On July 2, 2025, KRAFTON replaced three members of Unknown Worlds' leadership "effective immediately": Charlie Cleveland (co-founder), Max McGuire (co-founder/CTO), and Ted Gill (CEO). Steve Papoutsis was installed as the new CEO.
Papoutsis had previously served as CEO of Striking Distance Studios (The Callisto Protocol, a KRAFTON subsidiary) and before that spent 13 years at EA/Visceral Games, where he produced the Dead Space franchise.
The lawsuit was filed on July 10, 2025 by Fortis Advisors, LLC (representing the former shareholders) against Krafton, Inc. The case number is 2025-0805-LWW, assigned to Vice Chancellor Lori W. Will in the Court of Chancery of the State of Delaware.
The plaintiffs allege that KRAFTON deliberately delayed Subnautica 2's release to avoid paying the $250 million earnout. An internal creative director had recommended an August 2025 Early Access launch. In May 2025, the earnout was forecast at $191 million (base case).
Court filings allege CEO Changhan Kim established a secret internal task force called "Project X" with two stated objectives: negotiate a "Deal" with the founders to reduce the earnout, or execute a "Take over" of Unknown Worlds if negotiation failed. The filings suggest the takeover route was deemed "easier."
Kim allegedly viewed the earnout as "a threat to Kim's job" because his 2026 contract renewal was approaching. He expressed concern that paying the earnout would cause "the value of the studio" to "drop significantly." Slack messages between Kim and KRAFTON CFO Richard Yoon discussed takeover prospects.
The pre-trial brief alleges Kim "turned to artificial intelligence to help him brainstorm ways to avoid paying the earnout." In a June 2, 2025 message to KRAFTON VP Maria Park, Kim included a ChatGPT link and wrote: "Now, ChatGPT [is] start[ing] to answer that it is difficult to cancel the earnout."
During trial testimony, Kim confirmed he "actually searched on ChatGPT to get faster answers." KRAFTON did not produce the ChatGPT conversation logs, stating they "no longer exist."

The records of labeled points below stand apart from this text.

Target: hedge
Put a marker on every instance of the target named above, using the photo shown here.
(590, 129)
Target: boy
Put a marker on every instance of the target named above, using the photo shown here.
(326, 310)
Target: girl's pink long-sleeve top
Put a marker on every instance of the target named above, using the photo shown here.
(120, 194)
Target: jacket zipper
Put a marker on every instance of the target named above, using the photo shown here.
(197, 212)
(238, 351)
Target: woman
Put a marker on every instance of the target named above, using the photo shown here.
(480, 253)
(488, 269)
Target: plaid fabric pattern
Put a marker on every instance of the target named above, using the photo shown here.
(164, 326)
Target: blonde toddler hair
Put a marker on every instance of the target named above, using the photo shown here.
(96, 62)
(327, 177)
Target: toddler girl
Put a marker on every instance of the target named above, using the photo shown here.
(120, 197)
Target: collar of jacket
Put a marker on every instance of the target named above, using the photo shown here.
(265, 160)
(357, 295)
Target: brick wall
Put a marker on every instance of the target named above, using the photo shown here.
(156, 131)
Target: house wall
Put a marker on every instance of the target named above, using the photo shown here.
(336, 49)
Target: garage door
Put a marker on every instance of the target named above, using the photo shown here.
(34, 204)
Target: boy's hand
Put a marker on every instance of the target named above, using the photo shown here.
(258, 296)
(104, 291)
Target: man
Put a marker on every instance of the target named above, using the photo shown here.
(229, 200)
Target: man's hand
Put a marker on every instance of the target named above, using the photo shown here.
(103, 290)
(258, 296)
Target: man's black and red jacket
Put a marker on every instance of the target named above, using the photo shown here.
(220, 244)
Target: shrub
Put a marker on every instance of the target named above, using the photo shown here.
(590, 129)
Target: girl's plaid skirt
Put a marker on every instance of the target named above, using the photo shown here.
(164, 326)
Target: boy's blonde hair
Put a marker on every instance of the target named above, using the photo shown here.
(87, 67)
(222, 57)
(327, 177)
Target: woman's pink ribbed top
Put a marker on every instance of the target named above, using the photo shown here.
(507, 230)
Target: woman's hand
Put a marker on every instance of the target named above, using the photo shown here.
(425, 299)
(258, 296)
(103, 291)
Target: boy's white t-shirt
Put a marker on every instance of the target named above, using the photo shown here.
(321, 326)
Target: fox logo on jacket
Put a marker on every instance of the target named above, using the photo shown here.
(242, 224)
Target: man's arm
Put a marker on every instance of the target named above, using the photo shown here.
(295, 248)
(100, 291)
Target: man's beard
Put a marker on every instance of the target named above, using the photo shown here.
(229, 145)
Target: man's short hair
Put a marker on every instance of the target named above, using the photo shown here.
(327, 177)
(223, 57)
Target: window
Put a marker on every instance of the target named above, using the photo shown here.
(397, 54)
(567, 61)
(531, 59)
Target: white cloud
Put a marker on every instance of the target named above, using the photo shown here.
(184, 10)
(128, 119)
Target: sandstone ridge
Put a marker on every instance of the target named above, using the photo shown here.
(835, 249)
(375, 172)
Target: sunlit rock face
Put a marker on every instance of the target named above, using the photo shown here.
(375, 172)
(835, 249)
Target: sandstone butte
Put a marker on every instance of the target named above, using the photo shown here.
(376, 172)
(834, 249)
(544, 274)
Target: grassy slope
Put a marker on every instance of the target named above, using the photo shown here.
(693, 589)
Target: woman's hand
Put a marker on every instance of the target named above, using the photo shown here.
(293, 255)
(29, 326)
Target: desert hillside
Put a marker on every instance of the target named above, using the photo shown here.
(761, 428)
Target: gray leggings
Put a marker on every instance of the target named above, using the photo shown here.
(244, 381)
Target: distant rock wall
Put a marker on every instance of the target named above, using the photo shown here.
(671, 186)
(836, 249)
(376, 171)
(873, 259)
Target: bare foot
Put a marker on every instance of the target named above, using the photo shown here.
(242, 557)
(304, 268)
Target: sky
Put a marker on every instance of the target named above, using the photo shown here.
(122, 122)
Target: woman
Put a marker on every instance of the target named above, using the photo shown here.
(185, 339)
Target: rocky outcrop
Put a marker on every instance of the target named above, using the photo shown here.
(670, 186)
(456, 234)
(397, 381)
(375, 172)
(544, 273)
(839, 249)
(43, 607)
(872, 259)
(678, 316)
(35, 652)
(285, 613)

KRAFTON filed a countersuit accusing the founders of stealing confidential material. According to the filing, the three former leaders downloaded over 170,000 files between early June and July 2025. McGuire allegedly downloaded nearly 100,000 files (including hundreds related to another project called Moonbreaker). Cleveland downloaded approximately 72,000 files, eight minutes before his access was revoked. Gill exported his entire company email account twice, triggering IT alerts.
When confronted, KRAFTON claims the founders lied about the scope of their downloads. Gill told the company he was "backing up a few things" when he was actually running a two-day export of his entire Google Drive and email.
KRAFTON also accused the founders of "abandoning" Subnautica 2 and claimed the game "would be in development for 30 years" under their leadership. CEO Kim testified: "There wouldn't be any deal" if he'd known Cleveland wanted to stop making games.
A three-day trial was held November 17-19, 2025, producing an 891-page transcript. A post-trial argument occurred on January 9, 2026. During the trial, KRAFTON's CFO Richard Yoon "could not name a single Krafton employee who actually thought the game was unready" for Early Access.
The plaintiffs demand full reinstatement to their positions, payment of the full $250 million earnout, and additional damages for reputational harm and lost income. As of February 2026, Vice Chancellor Will has not issued a ruling.
The firing sparked community backlash. Reddit boycott posts reached 45,000+ upvotes on r/Subnautica. New CEO Papoutsis responded: "There have always been people that have come and gone." Despite the controversy, Subnautica 2 remains #1 on Steam's wishlist chart with an estimated 3.8 million wishlists.